One of the council's important moves is the creation of a traders' committee. "We are going to come up with recommendations for traded screens and systems that are important initiatives, so that the market will have access to these bonds," Skeet said. "The biggest goal is to establish as a premium, high-quality product with liquidity, and to communicate that to the investment community."

Sean Davy, a managing director at SIFMA, said that the primary objective of the Council was to "build an inclusive organizational structure and one industry-wide voice from the various constituencies within the industry." He said that with the U.S. government's covered bonds initiatives earlier this year, the covered bond market was set to emerge this past fall, but "the financial crisis closed the window of opportunity for that until next year, although the timing really remains to be seen."
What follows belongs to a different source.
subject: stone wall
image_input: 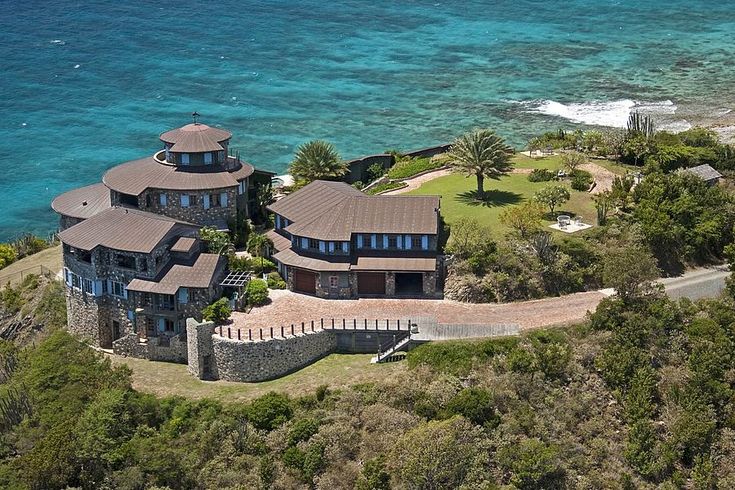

Davy said that there are several factors that would impact the growth of the covered bond sector. The window for the FDIC guarantee for financial institutions' debt, for one, will only be open for debt issued through June 2009. Beyond that timeframe, these firms will be looking for alternative sources of funding. "Covered bonds is another tool that could be deployed for financial institutions to fund consumer assets, specifically mortgages," Davy said.

Davy said that the industry is doing its best to restore the securitization market, but progress is slow. "The covered bond market could serve as a segue back to securitization, as it secures the assets and puts the underlying institutions on the hook."

He added that another factor that will impact U.S. covered bond growth is how big a role the GSEs will play, and whether these agencies will have a smaller mandate or portfolio limits. Without the GSEs' wide reach, covered bonds could replace that financing capacity. "In Europe, covered bonds were more readily in use because they didn't have the same concept of the GSE," Davy said. "Covered bonds could become a useful tool in the U.S., depending in part on how significant the role of the GSEs in the future will be."

In terms of the sector's reach, Davy said that aside from institutions with large-scale operations such as Citigroup , Bank of America and JPMorgan Chase, mid-size and smaller institutions could likely avail themselves of the covered bond technology through a potential consolidation of assets issued through a single transaction. However, this might be at a later stage of the development of this market.